As Armen and Ramona fall in love, two crabs they met at the pier begin judging their relationship, making Armen hesitant about his feelings, much to Ramona’s distress. Eventually, Ramona begins to dehydrate and collapses. Armen carries her toward the water, pushing past the fighting land and sea crabs, who stop battling when they see Armen risking everything to save her.

Armen conquers his fear of water and submerges Ramona into the sea. She awakens, kisses Armen and together they return to the surface now a couple, much to the delight of his friends. Armen is praised for his heroism, Mako is exposed as a liar, and the land and sea crabs work past their differences.

Mako gives Bobby a new shell as a peace offering, and Armen gives his own shell to an older crab named Curly who needs it more, finally letting go of his past. The film ends with the two crabs playing in the surf amidst their happy joint communities while fireworks light up the Jersey sky, wishing summer would never end.

==Production==
In June 2019, the film was announced under the name of Jersey Crabs, as part of Paramount Animation's upcoming slate, with Lorene Scafaria, who also served as executive producer, writing the screenplay and David Dobkin producing. In July 2020, it was reported that David Soren was hired to direct the film, which was retitled Under the Boardwalk. New Republic Pictures co-financed the film, but was not credited. The animation was done by DNEG Animation in Montreal, with production underway by February 2021. Production was done remotely during the COVID-19 pandemic. By June 3, 2022, the film was in post-production, with production being completed by August 7, 2022. Braam Jordaan was an animation consultant for the film.

== Music ==
In June 2021, it was reported that Sean Douglas would write original music for the film. On May 23, 2022, scoring was announced to be underway. Ariel Rechtshaid served as the music producer. In October 2023, it was announced that John Debney and Jonathan Sadoff had composed the film's score, with Sadoff co-writing the songs.
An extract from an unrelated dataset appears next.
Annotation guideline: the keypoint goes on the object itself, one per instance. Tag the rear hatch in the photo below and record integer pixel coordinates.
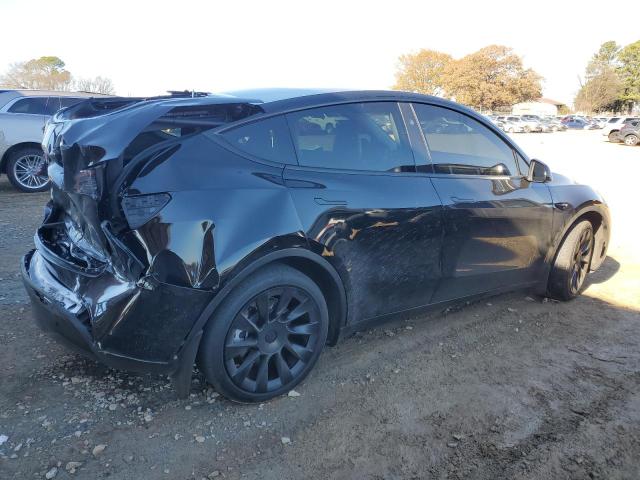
(95, 150)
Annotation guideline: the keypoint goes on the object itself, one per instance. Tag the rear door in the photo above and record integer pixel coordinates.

Sony Masterworks released a soundtrack EP for the film on November 3, 2023.

===Track listing===
All songs are written by Douglas and Sadoff.

Under the Boardwalk (Songs from the Motion Picture)
| No. | Title | Performer(s) | Length |
|---|---|---|---|
| 1. | "Welcome to New Jersey" | Bobby Cannavale; John Magaro; Jon Rudnitsky; Gideon Adlon; Lesli Margherita; Cassandra Scerbo; Sharon Angela; Valarie Rae Miller; Phil LaMarr; Ron Funches; | 3:20 |
| 2. | "Anyone Else" | Keke Palmer; Michael Cera; | 2:00 |
| 3. | "Line in the Sand" | Russell Brand; Cannavale; Magaro; Rudnitsky; Steven Van Zandt; Vanessa Bell Calloway; Mario Cantone; Angela; Liza Tarbuck; | 2:33 |
| 4. | "Look Around" | Palmer; Cera; | 2:17 |
| 5. | "More Than a Meathead" | Cannavale | 2:07 |
| 6. | "Going Out" | Cannavale; Magaro; Rudnitsky; Palmer; Cera; Angela; Steve Schirripa; Adlon; Margherita; Scerbo; David Soren; Cantone; Funches; Van Zandt; Bell Calloway; LaMarr; Rae Miller; | 2:28 |
| Total length: |  |  | 14:51 |

==Release==
Under the Boardwalk was released in select theaters on October 27, 2023, followed by a wide video-on-demand release on November 7. It was previously scheduled for release on July 22, 2022, but in January 2022, it was removed from the release schedule with Paws of Fury: The Legend of Hank taking the date. On July 26, 2023, it was announced that it would be released on Paramount+. In October 2023, it was given for a limited theatrical release on its current date under the Nickelodeon Movies imprint, followed by its video-on-demand release.

On December 19, 2023, it was released by DVD by Paramount Home Entertainment.

==Reception==
Calum Baker of the Radio Times wrote, "There's nothing surprising about this bright, loud musical adventure, with its themes of social acceptance and being true to oneself. But the tunes aren't too bad, there are some fine gags and the animators have inventive fun with their crustacean designs". Common Sense Media's Sandie Angulo Chen gave it a score of three out of five.